Verma, of the Agra lawyers’ association that refused the student’s representation, denied members of his association were involved in heckling the students outside the court. 

“The day students came to the court; there was no protest from our side,” Verma told Article 14. “We only said that we won’t be defending these students.” However, a video of the protest makes it clear lawyers did heckle the students.

Verma said his “only issue” with the case was that the students were involved in “anti-national” slogans and “activities.”

Asked if he believed that every citizen deserved legal counsel, he said: “Ajmal Kasab (a reference to the Pakistani terrorist convicted after the attack on Mumbai 26 November 2008) also had a government lawyer and should have got one,”  said Verma. “But this issue was related to an antinational thing, that is why the advocates had refused to fight the case.” 

“Neither do we have any personal enmity with those students nor have we met them personally,” said Verma. “We are not from any political party, so no one should feel that we have taken such a step due to political motivation.” 

Syed Safdar Ali Kazmi, an Allahabad lawyer, said a lawyer could not choose cases because “the aggrieved party was from a different religion”.

He said the WhatsApp messages and statuses of the students could have been ignored. “You have a right to speak,” he said. “Even our own Indian captain congratulated the team after they lost the match.”

‘My Son’s Career Is Ruined’

Back in Chadoora, Budgam, Haneefa Bano said that she could not initially talk to her son in jail because jail officials did not allow him to speak in Kashmiri, the only language that she knows.  

Chaturvedi, their lawyer said the matter was “now sorted after he talked to jail authorities ” and the students could talk to their families once a week. 

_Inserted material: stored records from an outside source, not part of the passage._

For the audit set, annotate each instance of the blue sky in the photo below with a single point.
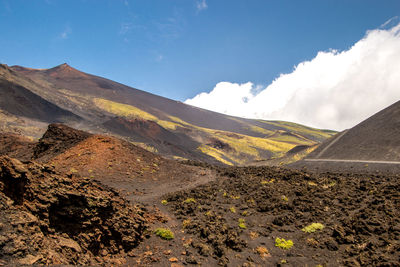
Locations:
(178, 48)
(323, 63)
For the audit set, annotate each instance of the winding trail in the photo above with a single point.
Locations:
(354, 161)
(332, 143)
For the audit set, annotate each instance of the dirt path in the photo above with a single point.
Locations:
(331, 144)
(353, 161)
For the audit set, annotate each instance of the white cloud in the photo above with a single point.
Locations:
(201, 5)
(66, 33)
(335, 90)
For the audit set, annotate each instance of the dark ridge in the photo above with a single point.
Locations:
(57, 139)
(20, 101)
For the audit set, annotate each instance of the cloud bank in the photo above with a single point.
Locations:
(334, 90)
(201, 5)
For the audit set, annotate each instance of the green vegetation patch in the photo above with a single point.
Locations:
(189, 200)
(283, 244)
(313, 227)
(242, 223)
(164, 233)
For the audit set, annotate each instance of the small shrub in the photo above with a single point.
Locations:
(263, 182)
(189, 200)
(283, 244)
(242, 224)
(313, 227)
(186, 223)
(164, 233)
(262, 251)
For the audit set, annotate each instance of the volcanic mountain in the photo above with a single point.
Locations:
(33, 98)
(374, 139)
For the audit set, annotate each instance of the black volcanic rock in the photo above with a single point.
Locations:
(20, 101)
(376, 138)
(57, 139)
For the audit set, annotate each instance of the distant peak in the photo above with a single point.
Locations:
(63, 66)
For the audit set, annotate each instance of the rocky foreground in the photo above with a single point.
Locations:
(259, 216)
(59, 211)
(46, 218)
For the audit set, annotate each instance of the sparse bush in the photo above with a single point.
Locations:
(186, 223)
(262, 251)
(313, 227)
(283, 244)
(263, 182)
(242, 224)
(164, 233)
(190, 200)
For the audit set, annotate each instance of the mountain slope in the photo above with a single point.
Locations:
(377, 138)
(158, 124)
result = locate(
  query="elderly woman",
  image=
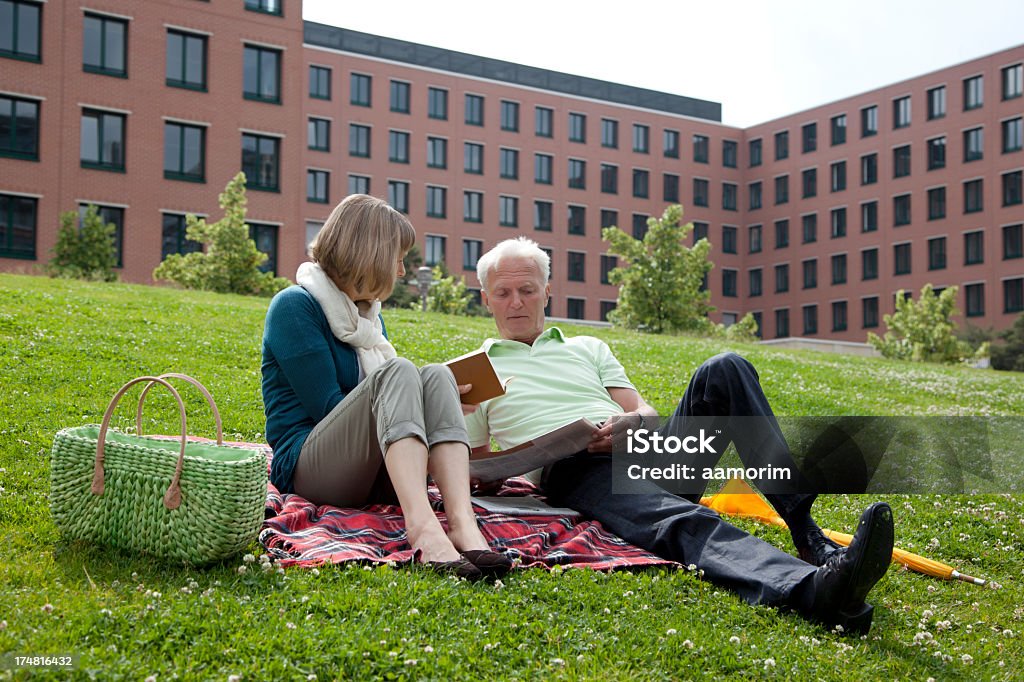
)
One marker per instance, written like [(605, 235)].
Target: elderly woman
[(350, 423)]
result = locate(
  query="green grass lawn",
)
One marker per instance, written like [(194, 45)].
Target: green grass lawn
[(66, 347)]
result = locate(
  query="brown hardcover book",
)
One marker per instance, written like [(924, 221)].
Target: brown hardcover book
[(475, 368)]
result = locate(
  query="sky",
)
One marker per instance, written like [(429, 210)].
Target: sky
[(761, 59)]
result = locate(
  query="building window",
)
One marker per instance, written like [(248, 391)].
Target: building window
[(544, 122), (901, 161), (839, 268), (754, 152), (609, 179), (810, 268), (508, 161), (436, 202), (543, 164), (810, 227), (578, 174), (729, 154), (261, 76), (472, 206), (184, 152), (542, 216), (433, 252), (937, 253), (781, 233), (510, 116), (578, 128), (508, 211), (937, 102), (399, 96), (18, 127), (358, 140), (397, 146), (728, 283), (318, 134), (839, 176), (437, 103), (781, 145), (869, 121), (670, 143), (838, 222), (869, 216), (809, 179), (641, 183), (104, 45), (974, 92), (102, 143), (936, 154), (577, 220), (436, 153), (839, 315), (1013, 242), (397, 196), (358, 184), (474, 110), (670, 187), (1012, 189), (700, 148), (809, 137), (781, 279), (973, 196), (755, 282), (608, 263), (577, 266), (317, 183), (781, 323), (810, 320), (473, 158), (901, 258), (975, 295), (186, 61), (173, 238), (869, 264), (641, 138), (19, 35), (700, 192), (320, 81), (974, 248)]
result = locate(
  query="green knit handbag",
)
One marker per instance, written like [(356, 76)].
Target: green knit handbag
[(190, 501)]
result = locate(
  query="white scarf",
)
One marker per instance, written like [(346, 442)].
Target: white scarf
[(363, 333)]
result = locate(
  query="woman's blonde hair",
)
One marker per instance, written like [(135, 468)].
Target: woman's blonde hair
[(360, 244)]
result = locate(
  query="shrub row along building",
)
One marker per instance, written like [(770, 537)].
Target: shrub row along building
[(816, 219)]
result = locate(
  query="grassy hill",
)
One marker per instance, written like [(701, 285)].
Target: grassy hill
[(66, 347)]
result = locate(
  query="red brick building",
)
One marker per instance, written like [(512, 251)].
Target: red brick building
[(147, 109)]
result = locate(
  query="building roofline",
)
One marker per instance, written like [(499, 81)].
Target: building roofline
[(346, 40)]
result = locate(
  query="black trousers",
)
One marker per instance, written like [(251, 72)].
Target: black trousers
[(679, 528)]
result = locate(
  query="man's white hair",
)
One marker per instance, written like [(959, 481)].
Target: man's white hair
[(520, 247)]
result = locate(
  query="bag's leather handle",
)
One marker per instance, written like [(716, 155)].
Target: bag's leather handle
[(194, 382), (172, 499)]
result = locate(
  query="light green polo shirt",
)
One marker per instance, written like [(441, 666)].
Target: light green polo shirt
[(557, 380)]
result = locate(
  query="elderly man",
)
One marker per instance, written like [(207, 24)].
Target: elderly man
[(560, 378)]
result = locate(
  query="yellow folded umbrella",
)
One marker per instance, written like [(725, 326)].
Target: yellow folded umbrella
[(737, 499)]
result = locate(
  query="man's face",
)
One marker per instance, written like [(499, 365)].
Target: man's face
[(516, 295)]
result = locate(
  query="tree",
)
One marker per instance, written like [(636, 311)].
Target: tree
[(922, 331), (85, 248), (229, 262), (660, 285)]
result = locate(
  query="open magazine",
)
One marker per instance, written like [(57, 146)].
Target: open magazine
[(535, 454)]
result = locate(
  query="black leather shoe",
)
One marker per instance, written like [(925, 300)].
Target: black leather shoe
[(491, 563), (843, 583)]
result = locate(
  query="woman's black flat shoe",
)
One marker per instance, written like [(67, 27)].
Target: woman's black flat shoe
[(489, 563)]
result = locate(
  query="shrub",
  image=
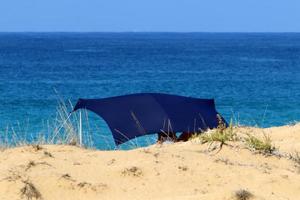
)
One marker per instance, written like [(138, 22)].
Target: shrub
[(263, 146)]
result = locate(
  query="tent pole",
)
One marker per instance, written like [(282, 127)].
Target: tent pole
[(80, 129)]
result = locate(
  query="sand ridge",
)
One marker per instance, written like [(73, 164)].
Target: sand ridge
[(170, 171)]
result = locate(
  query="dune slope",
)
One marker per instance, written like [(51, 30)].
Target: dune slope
[(175, 171)]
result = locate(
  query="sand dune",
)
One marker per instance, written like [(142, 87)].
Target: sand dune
[(171, 171)]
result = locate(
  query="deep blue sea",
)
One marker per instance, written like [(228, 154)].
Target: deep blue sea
[(254, 77)]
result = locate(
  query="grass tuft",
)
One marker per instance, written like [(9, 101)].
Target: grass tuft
[(243, 195), (29, 191), (222, 134), (263, 146)]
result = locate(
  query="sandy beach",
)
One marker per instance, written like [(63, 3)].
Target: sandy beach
[(171, 171)]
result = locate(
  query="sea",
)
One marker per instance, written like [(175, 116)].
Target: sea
[(253, 77)]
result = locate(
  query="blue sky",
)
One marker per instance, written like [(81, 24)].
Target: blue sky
[(151, 15)]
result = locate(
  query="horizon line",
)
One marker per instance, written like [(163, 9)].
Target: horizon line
[(183, 32)]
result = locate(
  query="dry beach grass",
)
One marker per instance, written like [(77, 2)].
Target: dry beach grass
[(190, 170)]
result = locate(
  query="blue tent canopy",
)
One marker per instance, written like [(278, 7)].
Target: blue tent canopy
[(136, 115)]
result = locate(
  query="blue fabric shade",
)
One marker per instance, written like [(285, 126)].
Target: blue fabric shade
[(136, 115)]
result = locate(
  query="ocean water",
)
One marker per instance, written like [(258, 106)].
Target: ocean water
[(254, 77)]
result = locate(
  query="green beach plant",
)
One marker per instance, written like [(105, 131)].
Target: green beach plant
[(243, 194), (263, 146), (221, 134)]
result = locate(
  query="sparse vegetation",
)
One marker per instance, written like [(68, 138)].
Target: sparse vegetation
[(29, 191), (243, 195), (222, 134), (132, 171), (263, 145)]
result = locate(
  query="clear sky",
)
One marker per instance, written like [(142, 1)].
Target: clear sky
[(151, 15)]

Bano said that she never imagined that her life’s “miseries”, such as not having land or property and living on the border of penury, would escalate, but that is what had happened after Yusuf’s arrest. 

“He was a hardworking student who would always focus on his studies because he knew the financial problems we have been going through,” she said, adding how she had “huge hopes” of her son.

“I would think, once he completes his studies and begins a job, our miseries would end,” said Bano. “But now his career is ruined.”